Typically, when we’re nervous or stressed, our attention goes inward, so we can look at all those scary thoughts and images and freak ourselves out. Before we know it, we find ourselves in this horrible bubble of uncomfortable sensations and nasty predictions. Next thing you know, your head is screening a new horror movie about showing horses and you’re the star. Oh no!

Find an anchor for your focus outside of yourself. Lead yourself out of your head by anchoring onto something or someone else. Your best bet is to think of your horse’s needs. What does Jelly Bean need from you today to feel confident? Zone in on helping your teammate navigate the show environment with cool ease.  

#3 - Do a perspective check

How you choose to perceive the act of competing and how much weight you give it are entirely up to you. You can make it huge and overwhelming by telling yourself that you must ride well or you’ll disappoint other people, or you must get a ribbon or you’re not a good rider.

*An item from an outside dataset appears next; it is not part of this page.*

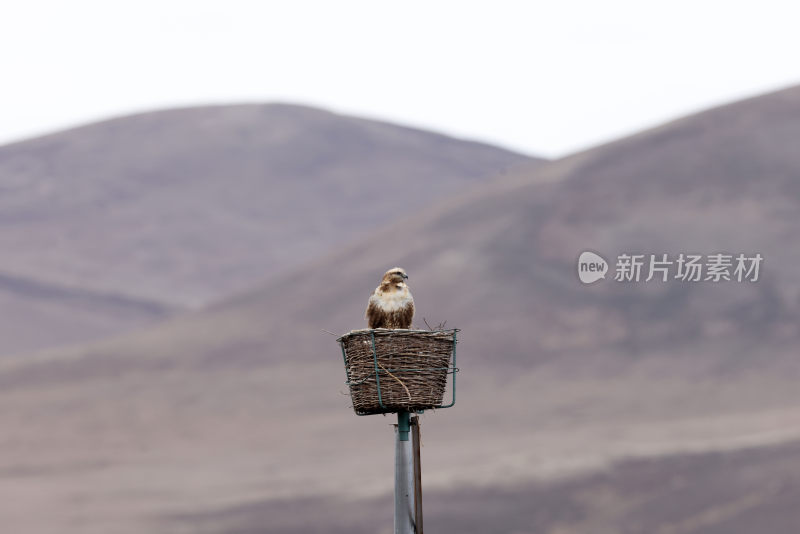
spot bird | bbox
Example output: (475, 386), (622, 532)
(364, 267), (414, 329)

Don’t compete for such high stakes. Make sure you create a perspective that leaves you free to compete and use your skills. Try telling yourself it’s just another competition among many. Or that you ride to please yourself, not others. Remember, the task remains the same as it was in training, this is what you have trained for and hence it follows that you are prepared.

#4 - Watch your language

I’m not referring to profanity. If your language is scary, you will be scared. So take the time before the show to make sure you have some statements ready to rely on. Think some guiding thoughts about your ride that will leave you feeling in control.  Try a mantra that links back to your training, such as: Do your best and forget the rest; or, Keep calm and ride on. Instead of being mean to yourself, try activating that nice inner coach and using encouragement. Replace that scary thought with thinking that says: I’ve got this, I’ve done this before.  

Finally, don’t talk to yourself in “don’ts.” Your brain will go to the thing you are saying not to do and focus on it. Don’t be nervous. Don’t screw up. These thoughts will leave you stressed and focused on making mistakes. Talk to yourself in terms of what you want to do, for example: Breathe and maintain pace; or, Sit up and support my horse. You will be surprised how much better you feel when you give yourself clear, positive instructions.

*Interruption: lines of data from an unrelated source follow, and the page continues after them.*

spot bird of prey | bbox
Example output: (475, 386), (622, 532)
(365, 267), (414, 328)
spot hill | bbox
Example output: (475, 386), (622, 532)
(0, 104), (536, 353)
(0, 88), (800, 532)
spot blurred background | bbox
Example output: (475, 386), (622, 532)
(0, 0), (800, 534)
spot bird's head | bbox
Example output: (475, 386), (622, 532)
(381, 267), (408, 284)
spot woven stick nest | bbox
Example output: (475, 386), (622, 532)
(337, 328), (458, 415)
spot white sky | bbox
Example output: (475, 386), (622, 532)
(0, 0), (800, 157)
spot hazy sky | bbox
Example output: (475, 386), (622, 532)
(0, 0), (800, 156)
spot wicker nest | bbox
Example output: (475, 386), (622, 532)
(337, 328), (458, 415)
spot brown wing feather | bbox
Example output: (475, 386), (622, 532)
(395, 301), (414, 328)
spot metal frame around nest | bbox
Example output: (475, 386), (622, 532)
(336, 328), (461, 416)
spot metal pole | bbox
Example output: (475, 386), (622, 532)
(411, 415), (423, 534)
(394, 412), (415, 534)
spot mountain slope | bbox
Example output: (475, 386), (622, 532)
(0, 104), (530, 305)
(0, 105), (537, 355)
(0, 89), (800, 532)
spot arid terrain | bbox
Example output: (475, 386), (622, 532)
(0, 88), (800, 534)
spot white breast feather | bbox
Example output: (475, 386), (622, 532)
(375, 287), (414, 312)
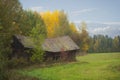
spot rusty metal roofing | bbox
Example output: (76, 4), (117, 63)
(15, 35), (79, 52)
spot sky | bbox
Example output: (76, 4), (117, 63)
(19, 0), (120, 35)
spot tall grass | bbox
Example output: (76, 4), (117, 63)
(18, 53), (120, 80)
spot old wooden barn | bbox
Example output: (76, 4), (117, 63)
(12, 35), (79, 61)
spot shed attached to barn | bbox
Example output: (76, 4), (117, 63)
(12, 35), (79, 61)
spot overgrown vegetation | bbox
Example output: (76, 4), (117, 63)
(0, 0), (120, 80)
(18, 53), (120, 80)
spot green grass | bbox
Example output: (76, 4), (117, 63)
(18, 53), (120, 80)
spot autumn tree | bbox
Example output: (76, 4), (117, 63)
(40, 11), (59, 37)
(30, 12), (46, 62)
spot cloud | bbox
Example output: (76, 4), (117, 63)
(93, 26), (110, 34)
(30, 6), (43, 12)
(71, 8), (96, 16)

#5 - Consider modifying your target

Riders often create their own stress by falling into the expectation trap. Unrealistic expectations make for ongoing anxiety. Instead of an expectation, turn your target into a process goal that focuses on the elements of your ride that you can control. Change your expectation of placing in the top three to focusing on maintaining a consistent pace. 

Focusing on a prize will do nothing but drive your pressure up. You can want it, but let it go when you’re in the tack and make sure your focus is targeted on the process, on a goal like pace control or riding the corners. Your brain will be locked into tasks and how to accomplish them, similar to the way you think and ride in training. This will help you stay calm and focused, and no one will tell you to relax because you will already be the picture of poise.